Revision as of 14:09, 11 August 2009 by Jc (Talk | contribs) (Why do people keep signing their contributions)

Wall Street Journal: Voice-Analysis Expert Says the Voice in the Video is Pynchon "Beyond a reasonable degree of professional certainty" »

Let's put some reactions to the video here. We can do better than the (mostly) mindless posts re the video on YouTube. Here are some starters:

So are these scenes from Manhattan Beach, Pynchon's "Gordita Beach"? Any clues from the publisher re how this video got made and uploaded? Could Pynchon have shot and edited this? (No doubt he approved it or it wouldn't have been uploaded, natch.)

And this is definitely Pynchon's voice, "doing" Doc? (Sure sounds different than the high-pitched voice on the Simpsons episode, though.) [How can you say that his voice is different but it's "definitely" his voice?] [Well, you can play the excerpt from Diatribe of a Mad Housewife, contrast and compare. Eventually someone will whip out a spectrum analyzer and settle it once and for all.]

Any clues about the music? Something Neil Young did, on request from TP? (Just a wild guess.)

The images emphasize how much "Gordita" has changed for the worse. Just about every space is partitioned, privatized, blocked, barricaded. And check out the black cat just when Doc starts meditating about bad karma. The fog, though, remains the same.

How many other books have been promoted by an "author" video playing with the p o v of one of the characters? Or is Pynchon the first, or one of the first, to catch this new wave? He's a goofyfoot rider, fer sure.

The whole thing's brilliant and funny and sad, right up to the kicker at the end. A "music video" for a novel! But far more than just a simple "promo." Notice how "Doc" is inside and outside of the book's time zone--he both talks about the story as if it's just beginning and he's living it AND as if he's outside of time, looking back, and a little lost, with his completed story residing in this book that some guy named Pynchon has published. --Pschmid1 05:39, 10 August 2009 (PDT)

Another question: if this is current footage, why does he (whoever he is) say '...later this will all be high-rise..' etc.? I take that to imply that Gordita/Manhattan as it was in Doc's/Pynchon's day has been built over? But the footage doesn't look 'old' does it? Hmmm.
--A "bi-location" video? (cf. this concept in Against the Day?) That is, the "time" and "place" the vid represents actually exist in 2 separate but linked virtual worlds, Gordita Beach then/now? Sort of like Doc's own space-time fogs ... or like Firesign Theater? (i.e., their 1969 album How Can You Be in Two Places at Once if You're Not Anywhere at All? ....)

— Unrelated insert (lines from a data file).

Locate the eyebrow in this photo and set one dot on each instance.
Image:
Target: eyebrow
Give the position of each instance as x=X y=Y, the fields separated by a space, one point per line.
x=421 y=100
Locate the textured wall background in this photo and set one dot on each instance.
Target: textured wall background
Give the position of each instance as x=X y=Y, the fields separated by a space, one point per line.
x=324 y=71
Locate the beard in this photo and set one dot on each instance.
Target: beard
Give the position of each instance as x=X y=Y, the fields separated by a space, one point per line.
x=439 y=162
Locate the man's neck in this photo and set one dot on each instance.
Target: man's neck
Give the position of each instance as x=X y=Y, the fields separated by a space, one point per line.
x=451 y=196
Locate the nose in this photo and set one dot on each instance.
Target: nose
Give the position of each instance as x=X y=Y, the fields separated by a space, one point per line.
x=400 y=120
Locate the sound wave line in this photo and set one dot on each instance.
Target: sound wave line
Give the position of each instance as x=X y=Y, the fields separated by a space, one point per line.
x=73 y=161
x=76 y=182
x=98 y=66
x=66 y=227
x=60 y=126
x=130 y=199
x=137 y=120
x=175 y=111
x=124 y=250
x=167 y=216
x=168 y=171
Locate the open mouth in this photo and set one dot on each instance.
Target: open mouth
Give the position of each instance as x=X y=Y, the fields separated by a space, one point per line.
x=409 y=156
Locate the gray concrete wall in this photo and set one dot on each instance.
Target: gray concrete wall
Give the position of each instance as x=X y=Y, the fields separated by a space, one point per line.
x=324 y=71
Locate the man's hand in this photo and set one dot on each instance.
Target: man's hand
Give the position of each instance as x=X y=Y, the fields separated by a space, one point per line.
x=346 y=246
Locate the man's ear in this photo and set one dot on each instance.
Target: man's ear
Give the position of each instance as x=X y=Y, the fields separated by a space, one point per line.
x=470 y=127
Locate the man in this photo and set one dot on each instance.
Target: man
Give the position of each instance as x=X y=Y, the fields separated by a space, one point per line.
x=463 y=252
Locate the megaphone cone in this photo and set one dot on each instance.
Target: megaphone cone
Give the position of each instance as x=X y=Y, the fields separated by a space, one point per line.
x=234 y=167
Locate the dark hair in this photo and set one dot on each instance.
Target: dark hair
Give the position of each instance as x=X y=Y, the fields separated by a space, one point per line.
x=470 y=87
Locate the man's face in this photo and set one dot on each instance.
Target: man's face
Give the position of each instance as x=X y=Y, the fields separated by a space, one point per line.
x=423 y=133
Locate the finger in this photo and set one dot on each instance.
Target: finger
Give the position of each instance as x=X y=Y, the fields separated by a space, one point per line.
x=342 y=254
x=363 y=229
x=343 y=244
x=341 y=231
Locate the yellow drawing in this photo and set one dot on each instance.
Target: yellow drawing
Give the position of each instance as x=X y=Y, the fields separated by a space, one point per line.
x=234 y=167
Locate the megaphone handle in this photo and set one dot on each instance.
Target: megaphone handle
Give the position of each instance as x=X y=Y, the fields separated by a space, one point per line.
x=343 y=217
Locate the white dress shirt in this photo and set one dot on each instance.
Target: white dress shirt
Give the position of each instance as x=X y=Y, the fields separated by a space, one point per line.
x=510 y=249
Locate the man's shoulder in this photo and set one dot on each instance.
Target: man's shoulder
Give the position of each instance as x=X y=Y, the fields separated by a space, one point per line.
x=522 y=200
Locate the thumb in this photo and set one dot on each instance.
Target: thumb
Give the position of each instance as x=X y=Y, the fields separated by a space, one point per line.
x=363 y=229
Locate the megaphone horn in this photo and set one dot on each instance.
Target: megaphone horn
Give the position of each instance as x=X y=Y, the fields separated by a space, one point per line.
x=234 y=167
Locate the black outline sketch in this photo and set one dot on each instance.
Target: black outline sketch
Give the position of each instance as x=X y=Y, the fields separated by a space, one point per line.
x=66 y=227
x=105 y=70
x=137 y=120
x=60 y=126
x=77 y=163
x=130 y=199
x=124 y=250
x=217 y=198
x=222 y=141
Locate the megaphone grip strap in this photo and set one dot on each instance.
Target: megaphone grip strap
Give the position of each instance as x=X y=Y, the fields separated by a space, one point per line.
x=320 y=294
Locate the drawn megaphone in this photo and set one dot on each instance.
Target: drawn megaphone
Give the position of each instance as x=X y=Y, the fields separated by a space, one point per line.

I find it curious/typical that "HCYBITPAOWYNAAA" is an obvious reference point for Inherent Vice, but the Firesign Theater in not mentioned anywhere in the book. KRLA—home of Radio Free OZ—is mentioned, the obscure, very funny & very surreal Bonzo Dog Band is mentioned, the entire set-up of The Stoned Detective is derived [at least in part] from Nick Danger, Third Eye but the four [or is it five?] crazy guys are not mentioned at all in any of Pynchon's books.--Robin Landseadel, 05:40 11 August 2009 (PDT)

Why do people keep signing their contributions? It's very annoying and distracting.